Table of Contents
What Is Blockchain Technology? And How Does Blockchain Work
Overview Of The Blockchain
Definition of blockchain: The blockchain is a shared and immutable ledger that facilitates the process of recording transactions and tracking assets in a business network. An asset can be tangible (houses, cars, money, land) or intangible (intellectual property, patents, copyrights, trademarks).On a blockchain network, virtually anything of value may be recorded and sold, lowering risks and costs for all parties involved.
Why blockchain matters:
Business depends on information. The faster and more accurate they are, the better. The blockchain is ideal for offering this information because it provides immediate, shared and completely transparent information stored in an immutable ledger that only authorized network members can access. A blockchain network can, among other things, track orders, payments, accounts and production. And because members share a single view of the truth, it is possible to see all the details of an end-to-end transaction, thus generating greater trust, as well as new efficiencies and opportunities.
Key elements of a blockchain
Distributed ledger technology
All network participants have access to the distributed ledger and the immutable transaction record it contains. With this shared ledger, transactions are recorded only once, eliminating the duplication of tasks typical of traditional business networks.
No participant will be able to modify or tamper with a transaction once recorded in the shared ledger. If a mistake is found in a transaction record, a new transaction must be made to rectify the issue, and both transactions must then be visible.
A set of rules known as a smart contract is kept on the blockchain and executed automatically to speed up transactions. A smart contract can specify requirements for corporate bond transfers, as well as payment of travel insurance and other services.
Advantages of the blockchain
What needs to change: Operations often waste energy on keeping duplicate records and third-party validations. Record keeping systems can be vulnerable to fraud and cyber attacks. Limited transparency can slow down data verification. And with the arrival of the IoT, transaction volumes have exploded. All of this slows down the business and negatively affects the financial result and means we need a better way. Enter the world of blockchain.
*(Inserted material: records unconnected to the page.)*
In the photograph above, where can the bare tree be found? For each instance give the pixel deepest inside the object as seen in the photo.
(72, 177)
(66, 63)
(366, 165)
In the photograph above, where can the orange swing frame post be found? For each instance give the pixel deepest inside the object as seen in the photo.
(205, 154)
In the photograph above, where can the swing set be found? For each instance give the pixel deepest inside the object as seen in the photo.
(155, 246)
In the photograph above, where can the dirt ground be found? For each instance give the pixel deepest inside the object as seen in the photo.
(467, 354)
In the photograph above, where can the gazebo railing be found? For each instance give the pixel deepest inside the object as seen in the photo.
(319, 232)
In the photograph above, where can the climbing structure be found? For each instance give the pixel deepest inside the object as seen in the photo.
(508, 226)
With blockchain, as a member of a members-only network, you can be confident that you are receiving accurate and timely data and that your confidential blockchain records will only be shared with members of the network that you have specifically granted access to. .
Consent on data accuracy is required by all network members and all validated transactions are immutable because they are permanently logged. A transaction cannot be deleted by anyone, not even the system administrator.
Unnecessary record reconciliations are removed with a distributed ledger that is shared among network members. A set of rules known as a smart contract can be placed on the blockchain and implemented automatically to speed up transactions.
How the blockchain works
As a transaction occurs, it is recorded as a “block” of data
Such transactions show the movement of an asset which can be tangible (a product) or intangible (intellectual). The data block can record the information of your choice: who, what, when, where, how much and even the condition – such as the temperature of a food shipment.
Each of block is connected to those before and after it
These blocks form a chain of data as an asset moves from one place to another or as a property changes hands. The blocks confirm the exact time and sequence of transactions, and the blocks connect securely to each other to prevent one of them from being tampered with or sandwiched between two existing blocks.
Transactions are locked together in an irreversible chain: a blockchain
Each additional block strengthens the verification of the previous block and therefore of the entire blockchain. This makes the blockchain tamper proof, offering the key element of immutability. This removes the possibility of tampering by an attacker and creates a transaction log that you and other network members can trust.